U.S. job creation rebounded in August after a particularly disappointing July. The U.S. economy added 142,000 jobs last month, and the unemployment rate fell slightly to 4.2%. However, the August harvest came in below economists’ expectations, and job creation in June and July was revised down by 86,000 jobs. The slowdown in the labor market is undeniable and cements the prospect of a first rate cut by the Federal Reserve this month.
“The labor market is cooling,” notes Florian Ielpo of Lombard Odier, but “this cooling is more indicative of slower-than-expected economic activity than of an urgent need to cut rates,” he judges. In reality, the specter of recession is receding. The U.S. economy is slowing but it is not collapsing. “In some ways, this report should raise more concerns about corporate earnings forecasts than about necessary monetary policy adjustments,” the economist suggests.

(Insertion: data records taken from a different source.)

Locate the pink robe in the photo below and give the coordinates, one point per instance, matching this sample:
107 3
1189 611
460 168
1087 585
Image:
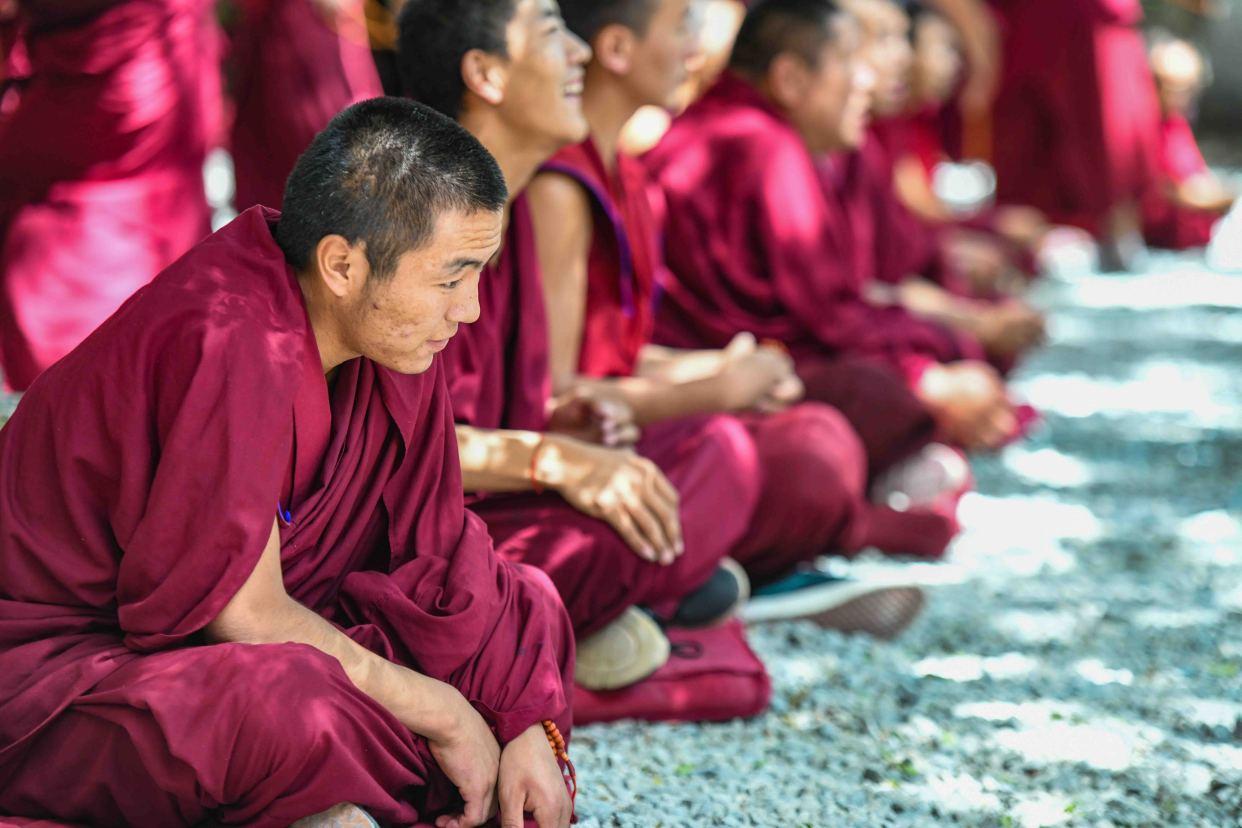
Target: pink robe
101 168
139 481
1076 124
498 376
755 245
1166 224
812 468
293 70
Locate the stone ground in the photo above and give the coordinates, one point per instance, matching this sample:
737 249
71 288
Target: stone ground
1081 659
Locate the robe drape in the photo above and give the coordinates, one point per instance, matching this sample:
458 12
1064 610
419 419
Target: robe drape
754 245
139 481
1076 122
101 166
499 379
812 469
293 70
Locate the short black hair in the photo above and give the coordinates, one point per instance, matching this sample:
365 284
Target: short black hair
776 26
381 173
435 36
588 18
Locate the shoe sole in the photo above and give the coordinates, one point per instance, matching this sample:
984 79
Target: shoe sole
882 612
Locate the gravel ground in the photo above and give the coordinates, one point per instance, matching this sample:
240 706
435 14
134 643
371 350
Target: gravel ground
1081 659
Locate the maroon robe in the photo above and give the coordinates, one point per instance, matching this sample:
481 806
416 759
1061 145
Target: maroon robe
812 469
139 481
1076 123
499 379
754 245
1166 224
293 70
101 168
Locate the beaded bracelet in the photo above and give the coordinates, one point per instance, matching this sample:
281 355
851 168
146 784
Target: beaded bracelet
558 747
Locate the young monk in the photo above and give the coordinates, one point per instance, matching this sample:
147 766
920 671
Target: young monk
1076 124
913 262
237 581
601 261
101 164
615 529
1181 211
755 245
294 63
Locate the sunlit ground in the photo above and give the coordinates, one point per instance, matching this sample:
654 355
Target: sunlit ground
1081 663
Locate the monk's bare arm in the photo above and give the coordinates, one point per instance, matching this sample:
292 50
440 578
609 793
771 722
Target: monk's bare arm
563 222
262 612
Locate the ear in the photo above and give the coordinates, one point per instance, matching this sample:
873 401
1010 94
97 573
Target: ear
343 267
485 76
788 80
614 49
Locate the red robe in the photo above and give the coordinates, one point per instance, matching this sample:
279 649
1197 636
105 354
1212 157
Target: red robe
139 481
101 169
811 463
499 379
1164 222
755 245
293 70
1076 124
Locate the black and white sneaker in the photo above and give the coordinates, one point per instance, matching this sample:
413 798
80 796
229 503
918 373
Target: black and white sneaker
835 602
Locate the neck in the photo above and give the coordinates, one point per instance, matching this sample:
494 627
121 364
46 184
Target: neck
333 350
607 108
517 155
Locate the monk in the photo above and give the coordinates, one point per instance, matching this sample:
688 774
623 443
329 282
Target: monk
1076 124
237 580
1183 209
755 245
601 262
615 528
101 164
294 65
930 270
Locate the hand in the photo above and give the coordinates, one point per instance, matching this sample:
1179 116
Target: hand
969 404
627 492
1009 329
532 782
588 415
470 756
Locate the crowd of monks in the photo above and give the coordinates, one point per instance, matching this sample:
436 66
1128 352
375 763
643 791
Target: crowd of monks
506 399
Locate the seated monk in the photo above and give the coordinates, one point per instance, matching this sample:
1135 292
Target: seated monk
294 65
1181 211
237 580
601 263
755 245
113 107
913 262
615 528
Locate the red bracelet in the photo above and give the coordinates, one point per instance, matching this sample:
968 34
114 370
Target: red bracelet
562 752
534 464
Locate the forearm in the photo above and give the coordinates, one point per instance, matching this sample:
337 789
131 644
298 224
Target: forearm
497 459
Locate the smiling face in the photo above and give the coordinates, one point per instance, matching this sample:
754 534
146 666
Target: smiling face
401 323
544 75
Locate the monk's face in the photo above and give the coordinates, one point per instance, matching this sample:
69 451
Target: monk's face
937 60
543 76
658 61
834 109
401 323
886 47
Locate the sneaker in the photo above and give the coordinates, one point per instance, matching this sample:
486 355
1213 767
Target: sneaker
836 602
342 816
716 601
624 653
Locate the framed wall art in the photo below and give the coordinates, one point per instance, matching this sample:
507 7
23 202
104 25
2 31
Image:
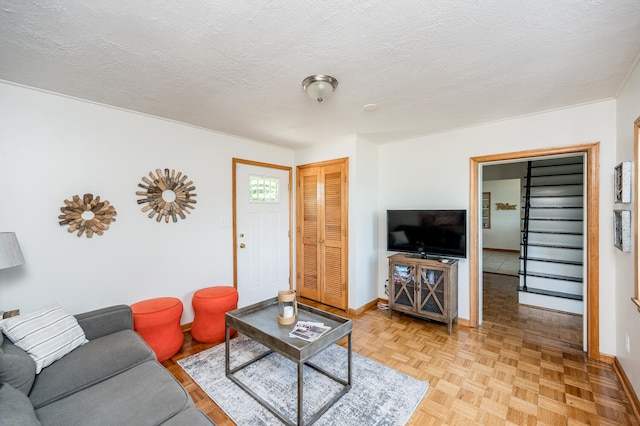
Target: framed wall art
622 182
622 229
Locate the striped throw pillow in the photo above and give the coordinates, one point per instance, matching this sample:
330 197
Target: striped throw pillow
47 334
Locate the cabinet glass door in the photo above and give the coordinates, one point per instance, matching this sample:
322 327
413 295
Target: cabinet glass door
431 290
403 286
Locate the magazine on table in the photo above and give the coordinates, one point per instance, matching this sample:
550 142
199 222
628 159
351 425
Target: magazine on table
308 331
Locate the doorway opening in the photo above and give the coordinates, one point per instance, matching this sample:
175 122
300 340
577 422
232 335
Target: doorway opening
592 202
262 219
533 257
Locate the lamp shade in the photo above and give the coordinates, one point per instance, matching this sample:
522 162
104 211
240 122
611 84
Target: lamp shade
10 254
319 87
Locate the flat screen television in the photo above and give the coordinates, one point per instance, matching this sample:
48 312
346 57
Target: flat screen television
428 233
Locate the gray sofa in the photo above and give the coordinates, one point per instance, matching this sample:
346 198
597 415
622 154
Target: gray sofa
114 379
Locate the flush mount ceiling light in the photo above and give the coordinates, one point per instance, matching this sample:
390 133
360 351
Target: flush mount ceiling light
319 87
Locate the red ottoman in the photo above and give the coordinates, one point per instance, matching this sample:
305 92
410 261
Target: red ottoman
209 306
158 323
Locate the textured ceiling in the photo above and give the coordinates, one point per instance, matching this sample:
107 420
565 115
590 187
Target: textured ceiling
236 66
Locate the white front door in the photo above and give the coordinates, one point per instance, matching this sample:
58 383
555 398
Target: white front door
262 231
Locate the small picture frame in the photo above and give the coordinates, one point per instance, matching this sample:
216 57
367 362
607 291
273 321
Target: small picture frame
622 182
622 230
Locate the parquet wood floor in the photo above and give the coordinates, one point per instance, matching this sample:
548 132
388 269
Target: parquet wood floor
523 366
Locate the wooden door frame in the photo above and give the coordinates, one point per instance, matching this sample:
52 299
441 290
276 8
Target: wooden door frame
345 213
234 164
592 169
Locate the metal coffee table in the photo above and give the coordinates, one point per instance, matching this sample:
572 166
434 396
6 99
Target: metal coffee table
259 322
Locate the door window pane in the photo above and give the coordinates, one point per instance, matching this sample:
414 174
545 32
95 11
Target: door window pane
264 189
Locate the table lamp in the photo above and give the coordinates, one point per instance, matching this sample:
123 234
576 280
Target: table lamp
10 254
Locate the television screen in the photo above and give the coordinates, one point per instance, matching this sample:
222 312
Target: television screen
436 233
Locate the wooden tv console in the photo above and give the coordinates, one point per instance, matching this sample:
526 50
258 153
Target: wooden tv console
427 288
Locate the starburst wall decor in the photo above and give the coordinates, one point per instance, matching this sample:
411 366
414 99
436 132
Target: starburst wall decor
87 215
167 195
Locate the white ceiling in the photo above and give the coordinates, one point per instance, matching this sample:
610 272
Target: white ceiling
236 66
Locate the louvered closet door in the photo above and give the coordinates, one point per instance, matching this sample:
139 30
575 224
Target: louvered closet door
322 233
333 247
308 235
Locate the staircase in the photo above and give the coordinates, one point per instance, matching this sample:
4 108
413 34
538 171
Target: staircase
552 243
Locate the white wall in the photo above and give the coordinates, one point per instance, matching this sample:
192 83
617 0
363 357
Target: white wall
433 172
627 316
504 233
53 147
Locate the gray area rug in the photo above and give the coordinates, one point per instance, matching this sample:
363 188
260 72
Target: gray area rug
378 395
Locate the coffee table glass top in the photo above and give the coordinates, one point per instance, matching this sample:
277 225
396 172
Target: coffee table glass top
260 321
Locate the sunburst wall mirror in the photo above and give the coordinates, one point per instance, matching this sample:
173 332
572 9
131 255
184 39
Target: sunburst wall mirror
87 215
167 195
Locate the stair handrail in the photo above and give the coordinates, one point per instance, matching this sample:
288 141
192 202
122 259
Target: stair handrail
525 228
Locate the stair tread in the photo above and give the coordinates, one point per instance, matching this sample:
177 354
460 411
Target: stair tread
560 246
554 196
552 232
540 185
554 207
561 261
552 293
554 219
552 276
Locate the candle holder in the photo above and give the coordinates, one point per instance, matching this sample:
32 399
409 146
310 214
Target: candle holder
287 307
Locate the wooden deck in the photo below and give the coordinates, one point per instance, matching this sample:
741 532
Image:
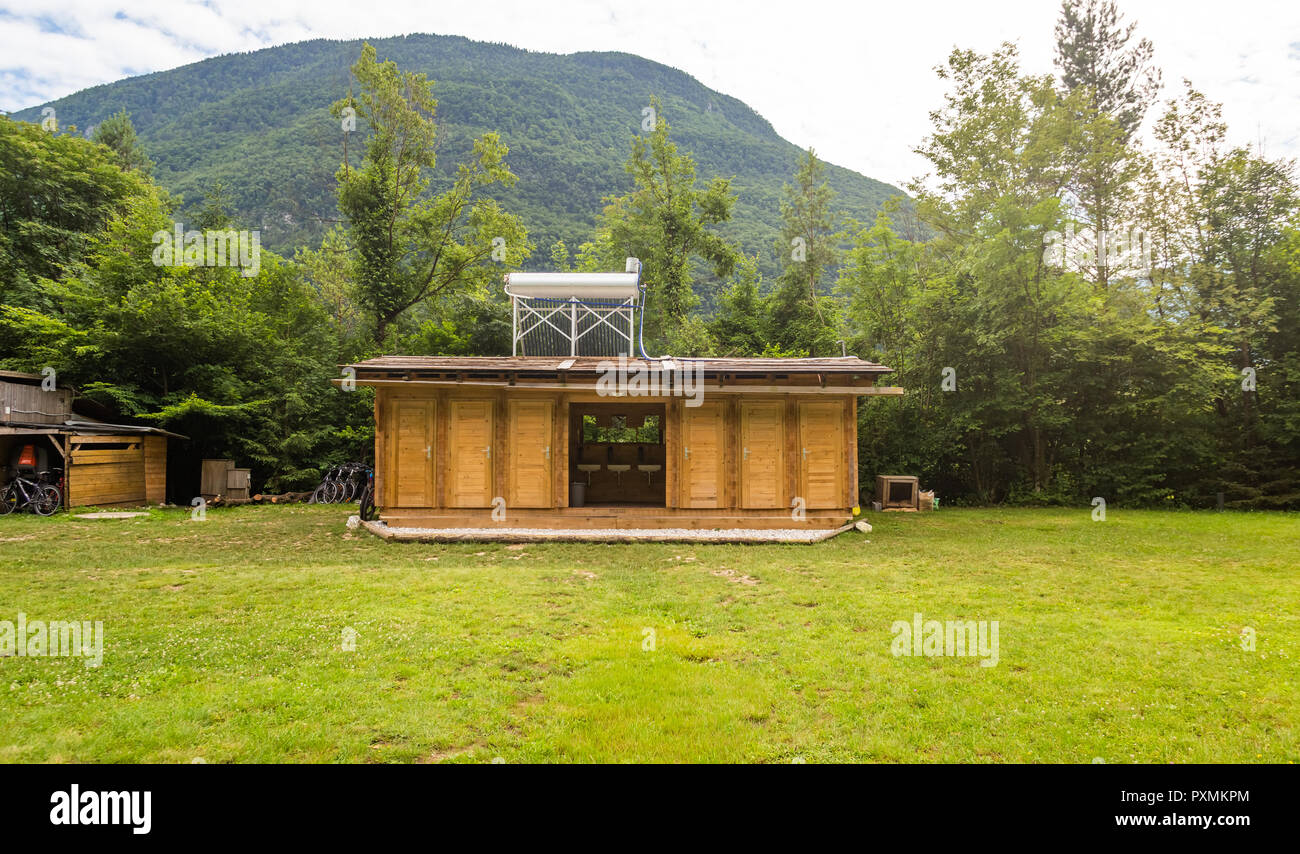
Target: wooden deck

The extent of the rate cut is uncertain
At Jackson Hole at the end of August, Jerome Powell, the head of the Fed, had already indicated that the American central bank was ready to begin a cycle of monetary easing. A first rate cut at the meeting on September 17 and 18 is almost certain. But the debate remains on the pace and scale of the rate cuts to come, starting with the first. Will the Fed want to make a splash, with an initial cut of 0.5 percentage points, or will it favor caution, with a reduction of 0.25 points?
Proponents of a half-point cut say the Fed has already waited too long to adjust its monetary policy. They worry about the warning signals sent by economic indicators, particularly because of the “Sahm Rule,” named after the Federal Reserve economist who developed it. A rule that determines the approach of a recession when the quarterly moving average unemployment rate is at least half a percentage point higher than the lowest average of the previous 12 months. It has been true since the publication of the July employment figures, and the slight decline in the unemployment rate in August was not enough to get out of the red zone.
Conversely, the more moderate point out that the average hourly wage in the private sector jumped by 0.7% in August, its biggest increase since the beginning of the year. This is good news for Americans’ purchasing power, but a potential headache for the Federal Reserve. Year-on-year, hourly wage growth accelerated to 3.8% in August, which could help keep inflation above the central bank’s target of around 2%.